The timeliness of treatment of malaria among indigenous people in less than 48 hours meets the recommendations of the Brazilian Ministry of Health, and is an important factor for the control of the disease, since the earlier the treatment, the lower the possibility of spread, by reducing the source of infection. It is also an indicator of the level of care provided, because in the context studied, indigenous children had both diagnosis and treatment earlier when compared to the other races. It may be that those responsible take care of the children promptly, as soon as the first symptoms appear, and seek the health service where the diagnosis and treatment are performed. It is also possible that it is related to organization of the health service in indigenous areas, in which access is facilitated and usually the person who does the thick blood smear examination is a professional living in the area or even an indigenous professional, which generates proximity and ease of access2.
The data presented by the SIVEP-Malaria system, like any secondary data, have potential biases, which are out of the researchers’ control, such as the lack of standardization in data collection, which affects the quality of the records, the coverage that can vary in time and space and the lack of information, as in the case of the variable race and parasitemia, both showing a high degree of lack of data. In the first case, it was demonstrated that the classification method used in this work, including the indigenous village as a place of probable infection contributed to the increase in race data completeness; though in the second case, the lack of information about parasitemia was used in the analysis, and the lack of quantitative parasitemia data limited the interpretation of the parasitic burden.
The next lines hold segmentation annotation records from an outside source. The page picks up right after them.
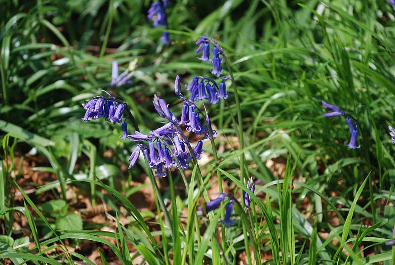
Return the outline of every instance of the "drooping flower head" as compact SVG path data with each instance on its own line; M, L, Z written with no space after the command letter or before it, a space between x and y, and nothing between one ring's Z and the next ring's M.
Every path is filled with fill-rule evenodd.
M166 14L159 1L154 2L148 9L148 19L152 21L154 27L166 26Z
M351 149L359 148L360 146L356 145L356 140L358 138L358 126L356 121L352 116L345 112L342 111L337 106L328 104L323 100L322 101L322 106L330 111L328 113L323 114L324 117L336 117L339 116L346 116L346 123L349 126L349 130L351 134L350 142L347 146Z
M130 162L129 165L129 169L130 169L132 167L136 164L136 162L137 161L139 156L140 156L140 150L141 149L142 146L143 145L137 145L136 146L136 148L134 149L133 152L132 152L130 157L129 157L129 161Z
M155 95L153 102L155 109L162 117L167 119L170 122L178 122L177 117L169 109L169 106L164 100Z
M232 219L232 213L233 211L234 206L235 199L230 199L225 206L225 218L223 220L221 220L221 223L227 227L233 226L236 222L236 220Z
M358 137L358 126L356 124L355 124L354 121L350 117L347 117L346 118L346 122L349 126L349 129L351 134L351 136L350 139L350 143L347 145L347 147L351 149L356 149L359 148L360 145L356 146L356 139Z
M202 214L206 214L209 213L213 210L217 209L221 205L221 203L229 195L224 193L219 193L218 196L211 200L208 202L203 204L202 205L198 207L198 215L201 215Z
M82 107L85 110L82 118L84 121L88 121L90 118L96 119L104 117L113 123L122 122L125 105L117 102L114 97L110 98L105 98L102 96L96 97L87 103L82 104Z
M247 183L247 188L251 190L251 192L253 193L255 190L255 184L254 183L254 181L252 180L252 177L249 178ZM243 198L244 199L244 204L245 208L249 209L250 203L252 198L251 197L251 196L248 195L244 190L243 190Z
M176 94L186 101L186 98L182 95L181 91L181 83L178 76L174 82L174 91ZM208 103L214 105L217 104L220 99L228 98L229 94L226 91L226 86L224 80L220 83L219 87L213 79L201 76L195 76L191 83L185 84L185 89L189 90L190 102L198 102L207 100Z
M221 66L223 61L222 56L224 54L222 48L220 46L218 42L205 36L199 38L196 43L198 45L196 53L201 53L201 56L198 57L198 59L203 62L209 61L213 64L213 69L210 70L210 73L217 77L221 76L223 73ZM210 59L210 44L213 44L213 56L211 60Z
M162 34L162 37L160 37L160 40L164 45L168 45L170 43L170 36L168 32L163 32Z

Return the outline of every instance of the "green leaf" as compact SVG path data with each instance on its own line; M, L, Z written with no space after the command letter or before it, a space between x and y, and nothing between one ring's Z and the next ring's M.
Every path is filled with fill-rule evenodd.
M159 262L155 257L155 253L145 247L144 245L136 246L136 248L150 265L159 265Z
M55 143L52 141L39 136L4 120L0 120L0 130L9 133L11 136L20 139L33 145L43 147L55 145Z
M82 230L82 219L79 215L71 213L66 216L57 218L55 226L56 229L61 231Z
M11 247L14 245L14 239L10 236L5 235L0 235L0 242L6 244Z

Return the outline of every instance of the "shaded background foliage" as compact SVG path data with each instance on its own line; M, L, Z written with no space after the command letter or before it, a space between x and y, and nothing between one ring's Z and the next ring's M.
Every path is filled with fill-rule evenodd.
M108 90L125 99L145 131L161 121L152 107L154 94L165 98L179 115L172 83L177 75L185 83L196 75L208 74L210 66L198 61L195 53L194 42L204 34L217 39L231 61L241 99L246 148L250 147L245 151L249 175L263 184L276 180L273 161L284 164L290 155L292 163L297 163L294 180L322 192L346 217L371 171L352 229L387 219L381 230L369 234L390 237L394 218L388 203L393 200L395 172L387 125L394 124L395 106L394 8L384 0L324 2L170 1L166 13L171 43L164 46L159 40L163 29L154 28L146 17L150 1L3 1L1 129L26 140L4 151L9 149L8 155L15 151L18 156L30 151L45 157L49 162L45 165L50 168L40 169L56 173L60 180L84 175L89 178L95 169L106 183L127 192L128 182L145 174L141 166L125 170L133 144L119 139L120 126L100 120L83 122L80 104L101 94L101 89ZM117 60L123 71L136 58L133 84L110 87L112 62ZM322 100L358 120L360 149L345 146L350 136L344 119L322 116ZM238 146L231 91L227 102L229 108L223 103L209 111L220 135L216 141L224 160L221 168L237 175L238 160L226 159ZM10 123L35 134L26 136L24 131L21 136ZM251 147L256 143L262 144ZM211 160L212 151L208 146L204 149ZM109 150L112 155L106 155ZM208 171L211 166L203 167ZM283 172L278 175L283 177ZM12 185L11 179L4 182ZM230 190L236 190L235 184L227 182ZM24 185L39 186L33 182ZM70 185L87 190L84 184ZM330 231L333 212L327 203L304 187L295 187L292 192L294 206L310 224L316 216L318 231ZM178 193L185 198L184 192ZM8 206L18 205L11 197L6 200ZM305 197L308 209L301 207ZM278 207L276 200L272 202L274 208ZM3 227L10 224L4 222ZM240 233L232 231L232 239ZM310 237L295 233L300 249ZM239 241L235 246L238 253L242 251ZM269 249L267 245L262 248ZM373 248L367 248L365 255L381 251ZM336 249L327 251L333 255Z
For parasitic missing data, a possibility would be both high and low parasitic load, since both make counting difficult and require greater skill of the microscopist, which may be a fragility in indigenous areas. Although these limitations have not compromised the interpretations of this study, additional analyses are necessary in order to unravel both the epidemiological situation of malaria involving indigenous people and the functioning of the program as a working process in the control of the malaria endemic.